Effects of Simultaneous Expression of Two Sodium Channel Toxin Genes on the Properties of Baculoviruses as Biopesticides

Abstract

Abstract Previously, we have described the properties of recombinant baculoviruses expressing three chimeric genes, mag4, sat2, and ssh1, that encode secretable insect selective sodium channel toxins, μ-Aga-IV from the spider Agelenopsis aperta, As II from the sea anemone Anemonia sulcata, and Sh I from the sea anemone Stichadactyla helianthus, respectively.

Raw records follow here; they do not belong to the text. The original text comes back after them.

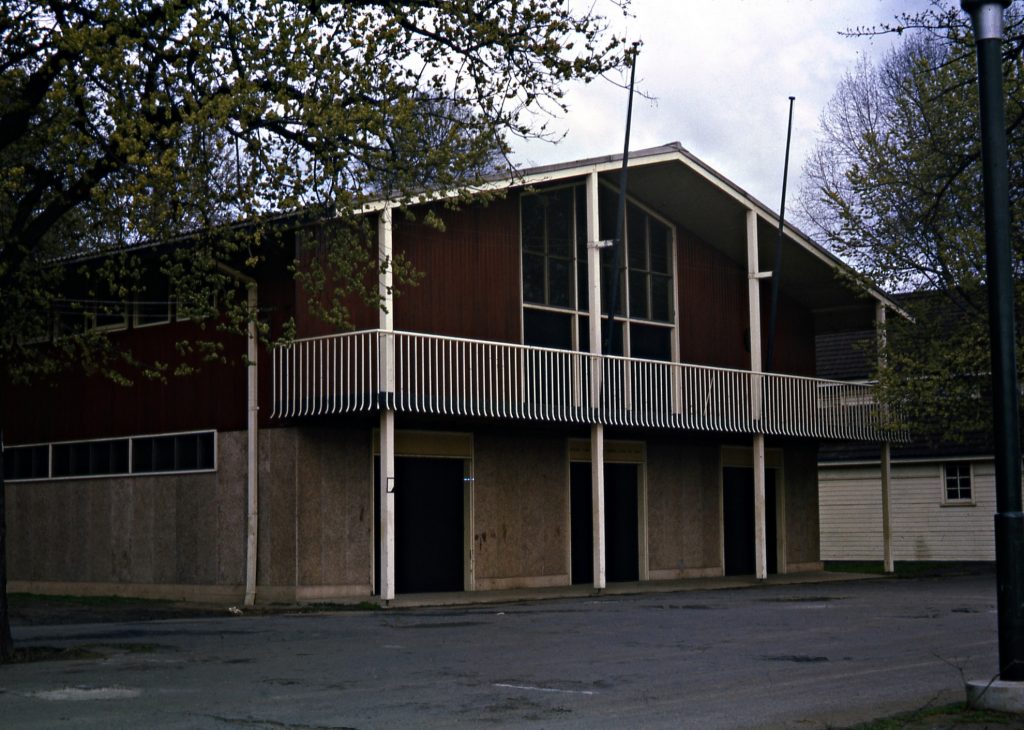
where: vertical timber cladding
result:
[721,446,786,575]
[569,439,648,584]
[373,431,473,594]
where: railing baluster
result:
[270,330,905,440]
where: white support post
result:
[874,302,896,573]
[882,441,896,573]
[245,281,259,606]
[587,172,606,591]
[377,208,395,601]
[746,210,768,581]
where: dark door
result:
[722,467,778,575]
[375,457,464,593]
[569,463,640,584]
[569,462,594,585]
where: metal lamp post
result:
[961,0,1024,682]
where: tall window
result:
[521,184,675,360]
[943,462,973,503]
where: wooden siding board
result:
[394,196,521,342]
[820,462,995,561]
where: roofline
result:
[364,142,909,318]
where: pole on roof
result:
[961,0,1024,683]
[765,96,797,372]
[604,44,640,355]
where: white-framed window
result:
[132,276,171,329]
[85,302,128,332]
[3,431,217,481]
[520,182,676,360]
[942,462,974,505]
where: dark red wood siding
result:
[394,196,521,342]
[761,280,815,377]
[676,229,751,369]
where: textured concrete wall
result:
[473,430,569,590]
[257,428,374,601]
[6,432,246,593]
[295,429,374,600]
[647,440,722,579]
[783,444,821,572]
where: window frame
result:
[939,461,976,507]
[519,180,679,362]
[4,429,220,483]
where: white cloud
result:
[516,0,929,208]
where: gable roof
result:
[485,142,902,332]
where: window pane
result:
[131,438,153,472]
[196,433,214,469]
[548,258,572,307]
[174,433,199,471]
[522,196,544,253]
[650,275,673,321]
[944,463,971,502]
[522,253,546,304]
[597,185,618,241]
[109,438,128,474]
[627,205,647,269]
[630,325,672,360]
[601,264,626,316]
[572,185,587,248]
[577,252,590,311]
[3,444,50,479]
[601,319,626,355]
[522,309,572,350]
[153,436,174,471]
[53,443,71,476]
[548,187,575,258]
[649,218,672,273]
[630,271,648,319]
[90,441,111,474]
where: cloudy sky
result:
[515,0,942,210]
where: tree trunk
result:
[0,430,14,663]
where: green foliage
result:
[801,2,1024,442]
[0,0,626,379]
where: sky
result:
[514,0,942,211]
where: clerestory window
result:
[520,184,676,360]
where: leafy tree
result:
[0,0,628,659]
[801,0,1024,441]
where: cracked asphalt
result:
[0,574,996,730]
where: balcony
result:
[271,330,903,441]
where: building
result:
[5,144,891,603]
[817,330,995,564]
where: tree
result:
[801,0,1024,441]
[0,0,628,659]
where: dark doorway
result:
[569,462,640,584]
[722,467,778,575]
[374,457,464,594]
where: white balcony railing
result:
[272,330,902,441]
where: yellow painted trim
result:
[374,429,473,459]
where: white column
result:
[377,208,395,601]
[874,302,896,573]
[587,172,606,590]
[746,210,768,581]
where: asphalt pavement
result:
[0,574,996,730]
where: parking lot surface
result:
[0,575,996,730]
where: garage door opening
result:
[374,457,465,595]
[569,462,640,585]
[722,467,778,575]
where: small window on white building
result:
[942,462,974,504]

We now show that μ-Aga-IV and As II act at distinct sites on voltage-sensitive sodium channels of insects and synergistically promote channel opening. We also show that these toxins have synergistic insecticidal activity against the blowfly Lucilia sericata and the fall armyworm Spodoptera frugiperda. To determine if toxin synergy also occurs in the context of virus replication, we inserted the chimeric toxin genes into nonessential sites of the Autographa californica nuclear polyhedrosis virus (AcMNPV) genome under the control of either a modified promoter, P synXIV , or an insect derived promoter, P hsp70 . Comparative analyses showed that viruses expressing toxin genes under the control of the P hsp70 promoter were more effective as biopesticides than under the control of P synXIV . Two toxins, μ-Aga-IV and As II, exerted the most potent effects in S. frugiperda and Trichoplusia ni larvae, respectively. A virus simultaneously expressing two P hsp70 -promoted toxin genes, mag4 and sat2, exhibited properties similar to the two viruses expressing each of the toxin genes individually except that larval feeding time (FT 50 ) was reduced an additional 10%, indicating a small advantage to coproducing synergistic toxins.